20 May 2012

Devotion: How God Can Use Your Affliction to Bring You Closer to Him

Devotion: How God Can Use Your Affliction to Bring You Closer to Him
This devotion is an interesting look at God using your affliction.  So often we blame God for our health problems.
“It was good for me to be afflicted so that I might learn your decrees. The law from your mouth is more precious to me than thousands of pieces of silver and gold” (Psalm 119:71-72).


From my journal during a recent health battle I wrote the following. . .

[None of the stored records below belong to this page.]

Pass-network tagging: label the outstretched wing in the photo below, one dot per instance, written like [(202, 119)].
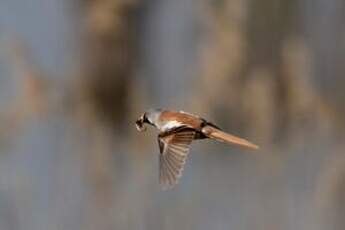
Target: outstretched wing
[(174, 148)]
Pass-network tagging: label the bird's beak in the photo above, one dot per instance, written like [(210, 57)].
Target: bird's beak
[(140, 124)]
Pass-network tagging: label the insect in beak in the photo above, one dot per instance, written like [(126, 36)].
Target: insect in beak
[(140, 124)]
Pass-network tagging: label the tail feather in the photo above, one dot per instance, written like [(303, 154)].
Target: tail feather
[(219, 135)]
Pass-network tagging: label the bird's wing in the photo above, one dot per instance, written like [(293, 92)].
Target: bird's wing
[(174, 148)]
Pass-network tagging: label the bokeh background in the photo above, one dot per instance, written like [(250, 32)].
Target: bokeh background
[(74, 75)]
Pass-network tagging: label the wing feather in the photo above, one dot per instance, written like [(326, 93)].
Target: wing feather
[(174, 149)]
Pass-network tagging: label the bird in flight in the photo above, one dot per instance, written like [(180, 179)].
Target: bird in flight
[(177, 129)]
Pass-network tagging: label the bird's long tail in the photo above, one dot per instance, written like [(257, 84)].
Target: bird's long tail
[(219, 135)]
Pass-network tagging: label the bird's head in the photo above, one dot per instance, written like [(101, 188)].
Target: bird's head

The nausea and back pain are getting worse. All I want to do is sit by my fireplace, put some heat on my back and open the Word. I love how the Word instantly calms my anxiousness and restores my inner peace. Why is it then that I only seem to read my Bible and pray when I’m sick, tired, or frustrated?

But God doesn't send the problem so much as He allows it to happen in order to use it for a good purpose. Romans 8:28 says just that, "And we know that all things work together for good to those who love God, to those who are the called according to His purpose." (NKJV)  

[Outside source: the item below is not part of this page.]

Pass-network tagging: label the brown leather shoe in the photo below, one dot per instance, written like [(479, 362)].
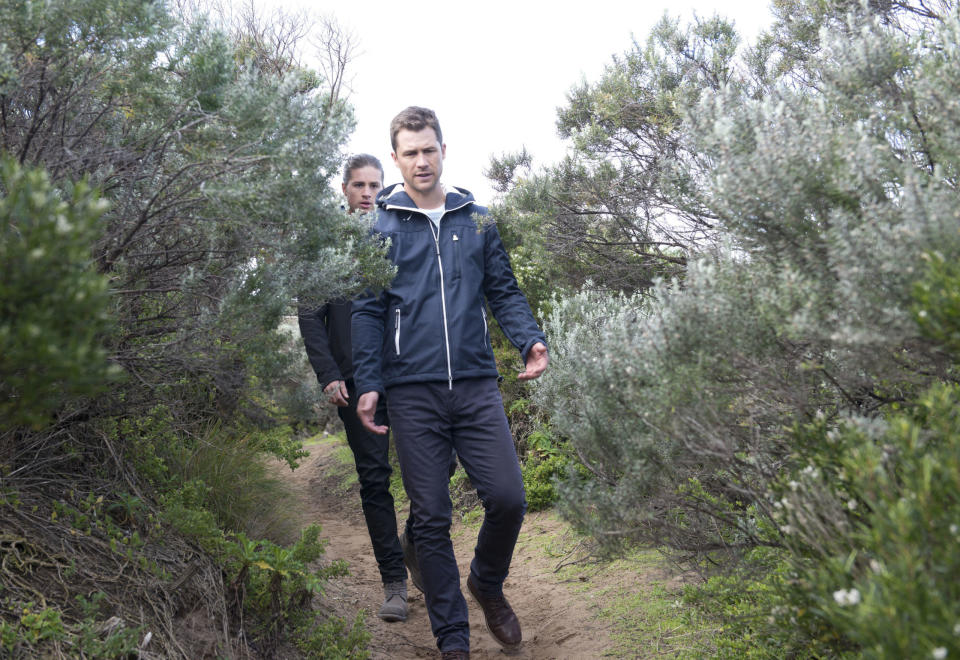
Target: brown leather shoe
[(455, 655), (501, 621)]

The  Commentary Critical and Explanatory on the Whole Bible written by Robert Jamieson, A. R. Fausset and David Brown and published in 1871 say this about Rom. 8:28, 


This working of all things for good is done quite naturally to "them that love God," because such souls, persuaded that He who gave His own Son for them cannot but mean them well in all His procedure, learn thus to take in good part whatever He sends them, however trying to flesh and blood: and to them who are the called, according to "His purpose," all things do in the same intelligible way "work together for good"; for, even when "He hath His way in the whirlwind," they see "His chariot paved with love" ( Solomon 3:10 ). And knowing that it is in pursuance of an eternal "purpose" of love that they have been "called into the fellowship of His Son Jesus Christ" ( 1 Corinthians 1:9 ), they naturally say within themselves, "It cannot be that He 'of whom, and through whom, and to whom are all things,' should suffer that purpose to be thwarted by anything really adverse to us, or that He should not make all things, dark as well as light, crooked as well as straight, to co-operate to the furtherance and final completion of His high design."  Jamieson, Fausset and Brown Commentary Rom. 8:28
Matthew Henry, in Matthew Henry Commentary on the Whole Bible (Concise), says,
That is good for the saints which does their souls good. Every providence tends to the spiritual good of those that love God; in breaking them off from sin, bringing them nearer to God, weaning them from the world, and fitting them for heaven. When the saints act out of character, corrections will be employed to bring them back again.  Matthew Henry Commentary Rom. 8:28
God causes even the things that are negative in our lives to work in some way, whether spiritually or physically, to work for us some kind of good. That may be to show us the error of our sinful ways, or draw us closer to Him, or to  gently correct us much in the way a loving parent shows their child loving correction.